Gerekçede, sanık Adnan Oktar’ın süreklilik içerisinde kendisini ‘Mehdi‘ olduğunu ima eden yaklaşımlarda bulunduğu tabir edildi. Oktar’ın hadisler ve yorumlamalar yoluyla kendisinin mehdi olduğunu anlattığı, ilerleyen süreçlerde daima kendisine uyacak formda gerek fizikî özellikler gerekse sosyolojik olaylar kıymetlendirilerek mehdiyet inancını örgüt üyelerine kanıksattırmaya çalıştığı belirtildi.
Örgütün bütünlüğü üzerinde tek hakim ve başkan Adnan Oktar olduğu, örgüt içerisinde mehdi olarak görüldüğüne yer verildi.
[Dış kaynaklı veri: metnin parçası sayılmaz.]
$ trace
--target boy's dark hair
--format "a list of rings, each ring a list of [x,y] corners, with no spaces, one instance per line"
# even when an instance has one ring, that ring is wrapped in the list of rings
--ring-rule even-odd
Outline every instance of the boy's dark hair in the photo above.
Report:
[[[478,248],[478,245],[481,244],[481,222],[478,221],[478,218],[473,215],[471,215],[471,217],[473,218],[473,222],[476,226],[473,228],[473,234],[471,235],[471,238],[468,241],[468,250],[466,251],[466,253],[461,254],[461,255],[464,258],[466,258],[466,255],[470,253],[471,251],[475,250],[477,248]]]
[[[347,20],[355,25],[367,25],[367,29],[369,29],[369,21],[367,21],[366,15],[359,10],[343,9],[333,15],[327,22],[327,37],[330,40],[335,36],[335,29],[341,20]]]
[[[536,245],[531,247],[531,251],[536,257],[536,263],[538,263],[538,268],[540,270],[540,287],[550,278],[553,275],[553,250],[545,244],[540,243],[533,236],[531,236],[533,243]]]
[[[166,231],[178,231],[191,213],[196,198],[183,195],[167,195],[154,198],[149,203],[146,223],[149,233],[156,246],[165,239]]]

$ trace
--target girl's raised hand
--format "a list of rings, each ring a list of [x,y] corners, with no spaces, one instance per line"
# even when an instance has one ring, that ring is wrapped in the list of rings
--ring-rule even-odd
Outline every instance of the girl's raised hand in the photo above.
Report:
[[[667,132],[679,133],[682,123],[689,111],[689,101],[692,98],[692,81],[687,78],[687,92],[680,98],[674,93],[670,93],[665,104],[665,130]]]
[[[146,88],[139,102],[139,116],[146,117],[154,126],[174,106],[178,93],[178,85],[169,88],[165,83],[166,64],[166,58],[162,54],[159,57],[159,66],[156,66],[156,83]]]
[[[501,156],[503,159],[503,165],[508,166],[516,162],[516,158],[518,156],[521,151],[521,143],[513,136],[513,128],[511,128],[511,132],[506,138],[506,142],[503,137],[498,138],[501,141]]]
Örgüt üyeleri tarafından insanüstü özellikler atfedilen, beklenen mehdi olduğu düşünülen, Adnan Oktar örgüt üyelerince atfedilen biçimi ile dini kuralları ve kutsal kitap Kur’an-ı Kerim’i kendince yorumlama ve örgütün maksat ve ülküleri doğrultusunda kararlar çıkarmaya yetkili tek kişi olduğu anlatıldı.
Masonlar vurgusu
Gerekçede, örgütün 2008 yılı civarında ‘Masonlar‘ ve ‘Tapınak Şovalyeleri‘ ile birinci temaslar kurulmaya başlandığı belirtildi. Münasebette, birinci devirlerde örgütün temellerini masonluk aksiliği olarak atan Oktar tarafından, “Esasında masonluğun hak bir tarikat olduğu, lakin bozulduğu, masonların kurtarıcı beklentisi ve Musevilerin Moşiah beklentisi ile Mehdiyetin tıpkı konular olduğu” telaffuzlarıyla mason locaları ile irtibat kurulması tarafında örgüt mensuplarına talimat verdiği ve böylece masonların ve Musevilerin dünyadaki nüfuzlarını kullanarak, sonuç prestiji ile dayanaklarıyla örgütün gücüne güç katmaya çalıştığı söz edildi.
Oktar’ın örgüt mensuplarını kelam konusu dini yapılanmalarla irtibat kurmak ve münasebetleri geliştirmek için yurtdışına gönderdiği, devam eden süreçte de bahse mevzu yapıların temsilcilerini ülkeye getirerek münasebetlerini geliştirmeye çalıştığından bahsedildi.
Hukuk kümesinden bahsedildi
Mahkemenin gerekçeli kararında, “Bizzat örgüt başkanı tarafından kurulmuş, örgütün maksat ve amaçları doğrultusunda faaliyet yürüten ‘Hukuk Grubu’, her ne kadar hukukçu olmasa da geçmişten günümüze örgütün bütün davalarıyla ilgilenen, hukuk bilgisi üst seviye olan, yönetici durumunda örgüt mensupları liderliğinde, bu bireylere yardımcılık yapan örgüt üyeleri ve kimileri örgütün imkanlarıyla eğitimleri tamamlanan örgüt üyesi avukatlardan oluşmaktadır. Tekrar evrak yoğunluğundan ötürü ehemmiyet derecesine nazaran kimi örgüt evraklarına, örgüt üyesi olmayan lakin gelecekte örgüte kazandırılması beklenen avukatlar da hukuk kümesi faaliyetlerine dahil edilmişti” denildi.